[Bug 1670811] Re: Multipath services fails to start on Ubuntu 17.04 on boot and kdump (initramfs)
ChristianEhrhardt
1670811 at bugs.launchpad.net
Fri Mar 31 06:48:34 UTC 2017
On Thu, Mar 30, 2017 at 6:25 PM, Mauricio Faria de Oliveira <
mauricfo at linux.vnet.ibm.com> wrote:
[...]
> And the whole shutdown is skipped in case 'multipathd -kshutdown' failed
> and PID is null (as kill_stage does not progress into 1,2,3)
>
> +if [ "$out" = 'ok' ] \
> +|| ( [ -n "$pid" ] && /bin/kill -SIGINT $pid ) \
> +|| ( [ -n "$pid" ] && /bin/kill -SIGKILL $pid ); then
> + kill_stage=1
> +fi
>
> Maybe I'm missing something in your point?
>
I think you are fine, I think I just expected the logic inverse.

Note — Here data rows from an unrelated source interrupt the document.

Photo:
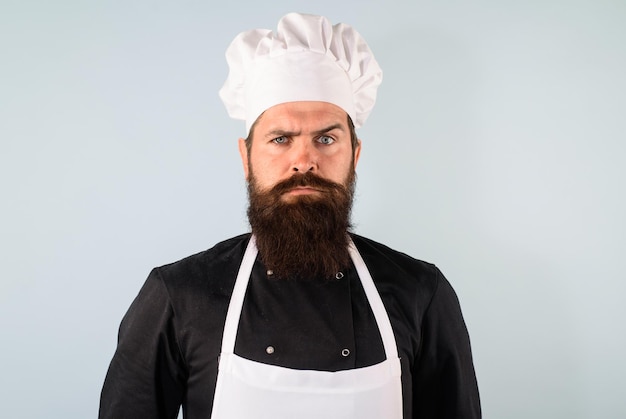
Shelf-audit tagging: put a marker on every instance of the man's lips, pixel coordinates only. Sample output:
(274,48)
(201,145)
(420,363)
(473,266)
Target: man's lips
(302,190)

If there is no pid this is essentially being:
=> "check ok" || false || false
And that should be fine - if none of that it does not go into stage 1
below.
> Also there might be some theoretical cases where the
> > +out="$(/sbin/multipathd -k'shutdown')"
> > As a side effect could make the pid change, so please re-arrange the
> pidof and the shutdown.
>
> I'm afraid I don't see that theoretical case happening.
> Can you please elaborate a bit more on that, for my own education?
>
pid="$(pidof multipathd)"
# lets assume it gets pid 1001 being the current main PID and there are
three sibling processes of a sort of multipath-helper binary with pids:
1002, 1003, 1004
out="$(/sbin/multipathd -k'shutdown')"
# here the shutdown might send signals to all, and helpers 1002, 1003
# But due to an error on terminating 1004 it sends back to its parent that
it has to reload
# main 1001 re-execs itself and 1001 goes away but a new 1005 appears and
spawns two new helpers 1006, 1007.
# now you end up with main 1005, helper 1004, 1006, 1007
# shutdown will reply some error to "out" but you will not know exactly
This is just a case for such an issue - and as I said only theoretical, but
essentially it is a chance to use an out of date value.
By changing order you are at least a bit better off - only "a bit" as if
you start to consider asynchronous behavior it gets worse again.
In some sense juggling with pids is a bit like potential racy "use after
free" and since we are sending kill signals we might at least close the
minimal things we see.
[... thanks for the great explanation that was following ...]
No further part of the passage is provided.